Le musicien et acteur a accepté de jouer les ambassadeurs pour une application, Studytracks, qui promet de lutter contre l’échec scolaire grâce à la musique. Le concept, né de l’imagination d’un producteur anglais désemparé devant les lacunes de son fils en physique, est simple comme un rythme binaire : rendre les cours faciles à mémoriser en les faisant chanter par des artistes, sur des mélodies et dans des styles d’aujourd’hui. L’application, qui cherche à percer en France (lire ci-dessous), a confié trois leçons à JoeyStarr, sur la liberté, la Résistance et l’affaire Dreyfus.

«Vous êtes vraiment une génération qui sert à rien»

« Je n’en reviens pas qu’il soit venu pour nous », sourit Alexandre, 18 ans, encore esbaudi d’avoir rencontré celui dont les albums résonnaient dans la chambre de son grand frère quand il était petit. Les lycéens n’étaient pas nés quand est sorti le dernier album studio de NTM, en 1998, et ils n’ont guère en tête l’œuvre du groupe. « Du rap ancien », résume Dylan comme on parlerait de parchemins surgis de l’Antiquité. Mais ils connaissent l’épaisseur de l’homme d’écrans. « On a du respect pour lui. Si le rap français existe, c’est un peu grâce à lui. »
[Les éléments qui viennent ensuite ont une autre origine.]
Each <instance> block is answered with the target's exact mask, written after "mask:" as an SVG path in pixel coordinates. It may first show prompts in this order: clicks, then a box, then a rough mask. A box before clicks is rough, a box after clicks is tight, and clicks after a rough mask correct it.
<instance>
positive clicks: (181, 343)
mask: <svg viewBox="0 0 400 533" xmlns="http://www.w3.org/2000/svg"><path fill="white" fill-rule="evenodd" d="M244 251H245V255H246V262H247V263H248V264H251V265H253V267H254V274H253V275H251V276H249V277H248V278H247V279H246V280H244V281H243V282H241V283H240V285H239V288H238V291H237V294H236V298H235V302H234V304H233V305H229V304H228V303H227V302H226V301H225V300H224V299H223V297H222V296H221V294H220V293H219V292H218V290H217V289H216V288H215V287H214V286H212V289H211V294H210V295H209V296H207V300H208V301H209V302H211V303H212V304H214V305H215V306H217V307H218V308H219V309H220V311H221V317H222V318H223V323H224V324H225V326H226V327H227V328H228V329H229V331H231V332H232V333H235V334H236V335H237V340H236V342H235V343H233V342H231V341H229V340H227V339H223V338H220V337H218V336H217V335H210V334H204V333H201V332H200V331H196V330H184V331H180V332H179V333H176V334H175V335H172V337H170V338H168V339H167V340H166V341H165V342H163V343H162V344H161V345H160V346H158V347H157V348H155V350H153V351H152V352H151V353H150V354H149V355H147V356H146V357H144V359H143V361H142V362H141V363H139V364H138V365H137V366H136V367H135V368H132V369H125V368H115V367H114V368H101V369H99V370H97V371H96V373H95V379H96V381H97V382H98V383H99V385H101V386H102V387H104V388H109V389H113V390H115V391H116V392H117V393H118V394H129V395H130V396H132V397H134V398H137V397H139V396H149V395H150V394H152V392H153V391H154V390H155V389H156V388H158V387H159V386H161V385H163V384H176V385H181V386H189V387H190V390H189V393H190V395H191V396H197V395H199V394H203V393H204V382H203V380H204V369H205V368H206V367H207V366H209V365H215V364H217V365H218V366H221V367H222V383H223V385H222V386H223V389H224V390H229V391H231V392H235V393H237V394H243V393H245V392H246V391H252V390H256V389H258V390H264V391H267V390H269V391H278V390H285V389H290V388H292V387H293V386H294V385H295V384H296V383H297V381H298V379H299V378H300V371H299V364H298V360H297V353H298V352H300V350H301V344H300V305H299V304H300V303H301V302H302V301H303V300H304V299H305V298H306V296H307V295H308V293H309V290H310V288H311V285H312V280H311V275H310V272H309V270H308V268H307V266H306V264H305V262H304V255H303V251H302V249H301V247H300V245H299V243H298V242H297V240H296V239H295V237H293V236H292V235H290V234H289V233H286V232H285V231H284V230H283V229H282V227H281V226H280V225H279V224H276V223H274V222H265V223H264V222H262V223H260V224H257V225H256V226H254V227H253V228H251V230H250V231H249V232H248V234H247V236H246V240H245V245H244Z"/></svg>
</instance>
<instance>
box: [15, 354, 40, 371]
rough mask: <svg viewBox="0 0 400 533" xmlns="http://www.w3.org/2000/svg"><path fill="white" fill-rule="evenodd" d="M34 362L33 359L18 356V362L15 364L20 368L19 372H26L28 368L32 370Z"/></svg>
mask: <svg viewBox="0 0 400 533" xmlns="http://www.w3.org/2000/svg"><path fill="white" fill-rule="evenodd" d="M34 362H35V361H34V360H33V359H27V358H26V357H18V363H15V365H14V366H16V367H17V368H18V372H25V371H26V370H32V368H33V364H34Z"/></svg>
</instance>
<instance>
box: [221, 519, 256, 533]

Les têtes soudainement moins lourdes qu’à l’heure précédente, les lycéens regardent, bouche bée, « l’expert de la maison mère ». Leur réaction face à l’icône est logique : ils veulent la prendre en photo. « Je suis le professeur, attends. D’où on filme le professeur ? », répond l’artiste au premier qui ose un timide « On peut filmer ? » Et puis, il balaye l’espace de la main, avec une impatience jouée : « Allez vas-y, fais ta vie… Vous êtes vraiment une génération qui sert à rien ! » Et voilà partie la séance de selfies.